Cependant, plus aucun mot ne permet de retranscrire la nécessité d’une action toujours plus immédiate, car le mot urgence a trop été usé et rien ne le dépasse en intensité.

Mais dans la manière qu’ont les écologistes d’évoquer les raisons de leur lutte, un autre emploi de terme apparaît à questionner.
Les militants n’ont de cesse de condamner «  l’inaction ». Par ailleurs, leurs actions sont bien souvent justifiées par cette « inaction climatique  ». Or, a-t-on déjà vu des syndicalistes s’élever contre l’inaction des patrons en matière de justice sociale ? Bien entendu, non.
On pourrait répondre que l’inaction qui est visée est celle des gouvernements qui eux, sont tenus par des devoirs d’action de protection pour les citoyens contrairement aux entreprises.
Mais à nouveau, a-t-on déjà entendu un syndicaliste dénoncer l’inaction d’un gouvernement en matière de politique sociale ? Non, car les gouvernements ne sont en rien dans l’inaction, là est l’erreur commise par les ONG.
Bien au contraire, ceux-ci sont dans l’action acharnée en continuant coûte que coûte la mise en place de politiques économiques, agricoles et d’aménagement du territoire « climaticides ».
La lutte syndicale repose sur un constat qui est celui de l’insupportable condition du travailleur. Le constat de l’inaction n’est pas le bon pour justifier la lutte écologique, car il n’y a pas d’inaction, mais une action qui va dans le mauvais sens. Et quand bien même il y aurait inaction, de telles accusations ne pourraient être portées que contre quelqu’un tenu à des obligations morales c’est-à-dire seulement un État.
Le vocabulaire employé donnerait donc un caractère profondément étatique à la lutte ce qui serait ne pas désigner tous les ennemis de la lutte tout en comptant sur des institutions qui se révèlent, depuis toujours, incapables d’agir.

Notons que la lutte pour l’environnement prend depuis quelque temps l’initiative de criminaliser des politiques et un système détestables.
Les termes « climaticide » ou « écocide » sont des néologismes bienvenus pour désigner les crimes dont le système en place est responsable envers l’environnement. Au Royaume-Uni, il est intéressant d’observer qu’Extinction Rebellion porte comme revendication « Make ecocide law » (Faire loi l’écocide), ce qui traduit bien la volonté, au-delà de la criminalisation, de la judiciarisation de la destruction de la planète, ce qui implique de dénoncer la responsabilité des pollueurs de ce monde.
On peut ici entrevoir un renversement de la culpabilisation : on a d’abord culpabilisé les citoyens, des gens qui n’y sont pour pas grand-chose dans ce désastre, on criminalise enfin les vrais responsables, les vraies sources du problème.

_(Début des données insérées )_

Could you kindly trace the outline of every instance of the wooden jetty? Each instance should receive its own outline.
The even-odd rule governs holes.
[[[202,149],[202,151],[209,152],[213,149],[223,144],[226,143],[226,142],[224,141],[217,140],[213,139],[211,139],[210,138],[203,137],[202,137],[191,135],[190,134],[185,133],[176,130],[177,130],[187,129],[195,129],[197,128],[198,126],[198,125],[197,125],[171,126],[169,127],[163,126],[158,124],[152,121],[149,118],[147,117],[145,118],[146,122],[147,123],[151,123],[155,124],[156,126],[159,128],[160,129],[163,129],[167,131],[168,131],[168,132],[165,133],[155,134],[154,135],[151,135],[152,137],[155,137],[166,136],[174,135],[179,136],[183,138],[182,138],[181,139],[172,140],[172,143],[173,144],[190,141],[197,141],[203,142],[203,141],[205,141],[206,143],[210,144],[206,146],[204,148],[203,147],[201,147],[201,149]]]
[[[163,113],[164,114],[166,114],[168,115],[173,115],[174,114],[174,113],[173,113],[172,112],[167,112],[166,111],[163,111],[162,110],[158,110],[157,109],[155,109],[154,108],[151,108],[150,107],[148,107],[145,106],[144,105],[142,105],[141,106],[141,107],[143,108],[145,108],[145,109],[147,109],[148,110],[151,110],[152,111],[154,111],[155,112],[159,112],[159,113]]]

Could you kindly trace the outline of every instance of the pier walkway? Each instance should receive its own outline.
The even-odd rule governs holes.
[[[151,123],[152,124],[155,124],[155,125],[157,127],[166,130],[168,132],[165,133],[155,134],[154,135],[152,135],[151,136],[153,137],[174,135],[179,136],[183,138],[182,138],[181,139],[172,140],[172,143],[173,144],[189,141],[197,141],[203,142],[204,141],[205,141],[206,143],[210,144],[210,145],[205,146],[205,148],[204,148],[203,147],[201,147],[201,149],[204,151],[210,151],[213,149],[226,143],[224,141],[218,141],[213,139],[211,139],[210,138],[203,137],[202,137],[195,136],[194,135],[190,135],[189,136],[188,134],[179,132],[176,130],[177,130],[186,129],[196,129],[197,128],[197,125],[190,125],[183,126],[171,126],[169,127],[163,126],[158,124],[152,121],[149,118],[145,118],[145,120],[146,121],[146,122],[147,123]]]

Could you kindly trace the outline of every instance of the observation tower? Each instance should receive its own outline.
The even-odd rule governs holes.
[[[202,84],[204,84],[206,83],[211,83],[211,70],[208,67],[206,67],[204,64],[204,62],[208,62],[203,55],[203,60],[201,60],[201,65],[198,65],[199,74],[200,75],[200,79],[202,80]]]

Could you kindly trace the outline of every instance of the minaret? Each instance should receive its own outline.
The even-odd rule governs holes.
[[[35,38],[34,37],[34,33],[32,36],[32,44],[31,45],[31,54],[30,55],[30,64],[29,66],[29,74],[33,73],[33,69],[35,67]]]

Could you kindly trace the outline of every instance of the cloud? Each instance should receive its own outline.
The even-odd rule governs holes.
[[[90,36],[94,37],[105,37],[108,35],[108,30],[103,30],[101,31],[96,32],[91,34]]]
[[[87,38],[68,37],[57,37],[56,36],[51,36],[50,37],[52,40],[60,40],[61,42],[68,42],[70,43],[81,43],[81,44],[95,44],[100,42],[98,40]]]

Malgré tout, il semble que l’écologie dans son message pratique l’autocensure ou refuse de reconnaître que le problème est le capitalisme.
Il est indéniable que notre système économique n’est pas soutenable. Or ce système économique est tout autant politique que l’écologie. Il y a donc une bataille des faits et des idées à mener en ce sens contre le capitalisme et le libéralisme.
Mais le problème est que ces deux mots ne font que trop peu voire pas du tout partie du vocabulaire des organisations environnementales. Celles-ci préféreront toujours les termes « productivisme » ou « consumérisme » et cela rend indiscernable l’ennemi : le capital.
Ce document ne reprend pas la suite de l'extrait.